Description: Circa 1850
Constructed in thuyawood, with ebony stringing, and tulipwood cross banding; of kidney form, rising from a plinth base, having cupboard doors, each enclosing four interior drawers; three shaped drawers in the frieze, and with a tooled leather writing surface, and three shelves to the obverse.The Chubb fitted locks are stamped with the consecutive numbers 196333-7, dating to February 1849 and are marked 57 St Patent / 57 St. Paul's Churchyard / London / Makers to Her Majesty.
Location of Origin: England
Medium/Materials: thuyawood, ebony stringing, tulipwood cross banding
Dimensions: H: 29 in / 74 cm; W: 51 in / 129 cm; D: 25 in / 64 cm
Primary Classification: Decorative Arts and Furniture : Furniture : Tables
Expertise: A variant of a popular Gillows design, recorded several times in the Gillows Archives, held in the City of Westminster Archives, London, and may be seen in Susan Stuart’s Gillows disquisition, volume 1, page 339
The founder of the Gillows dynasty, Robert (1704-1772) rose from humble beginnings as a provincial joiner, and evolved into a consummate businessman following a pursuit of excellence throughout his life.

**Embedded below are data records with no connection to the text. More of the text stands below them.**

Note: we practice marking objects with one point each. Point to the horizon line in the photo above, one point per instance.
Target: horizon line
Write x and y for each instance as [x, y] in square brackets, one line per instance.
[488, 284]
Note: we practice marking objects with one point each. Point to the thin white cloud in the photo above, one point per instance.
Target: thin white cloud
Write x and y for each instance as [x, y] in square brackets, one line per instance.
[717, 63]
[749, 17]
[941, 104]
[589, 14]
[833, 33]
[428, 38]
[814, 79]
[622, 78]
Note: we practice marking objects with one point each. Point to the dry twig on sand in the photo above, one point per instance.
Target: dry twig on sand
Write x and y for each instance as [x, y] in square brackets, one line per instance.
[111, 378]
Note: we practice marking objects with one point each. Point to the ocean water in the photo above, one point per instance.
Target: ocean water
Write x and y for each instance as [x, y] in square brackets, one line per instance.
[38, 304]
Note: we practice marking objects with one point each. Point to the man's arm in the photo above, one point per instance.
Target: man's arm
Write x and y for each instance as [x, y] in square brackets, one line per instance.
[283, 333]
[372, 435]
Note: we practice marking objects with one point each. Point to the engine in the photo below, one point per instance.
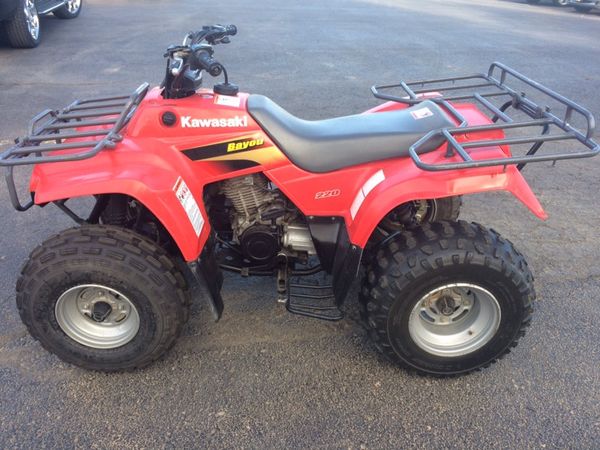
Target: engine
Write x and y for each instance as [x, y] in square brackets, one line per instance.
[262, 221]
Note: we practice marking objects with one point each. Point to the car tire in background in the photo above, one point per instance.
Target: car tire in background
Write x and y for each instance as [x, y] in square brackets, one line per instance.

Founding his business in 1730, he expanded his furniture making activities to include the direct import of quality West Indian timbers, especially the finest mahogany. His talents as both a cabinetmaker as well as innovative designer brought him early success, and, bringing his two sons, Richard & Robert, into the business, he expanded his Lancaster showroom to include another in London’s Oxford Street. The clientele now included the Government, the aristocracy and the burgeoning middle classes. His furniture had gained its reputation for excellence of workmanship and materials employed, and coupled with his insistence on being at the cutting edge of design kept the company to the fore throughout its one hundred and seventy year history from 1730 until its amalgamation with Messrs S.J. Waring in 1900. Throughout this period it was the largest manufactory of furniture in England. The fortuitous survival of the Gillows records in their Estimate Sketch Books show over 20,000 designs and are preserved in the City of Westminster Library. Furniture made by Gillows is to be found in Royal collections and museums throughout the world. A scholarly two volume exegesis of the firm, ‘Gillows of Lancaster & London’ by Susan E. Stuart was published by the Antique Collectors Club in 2008.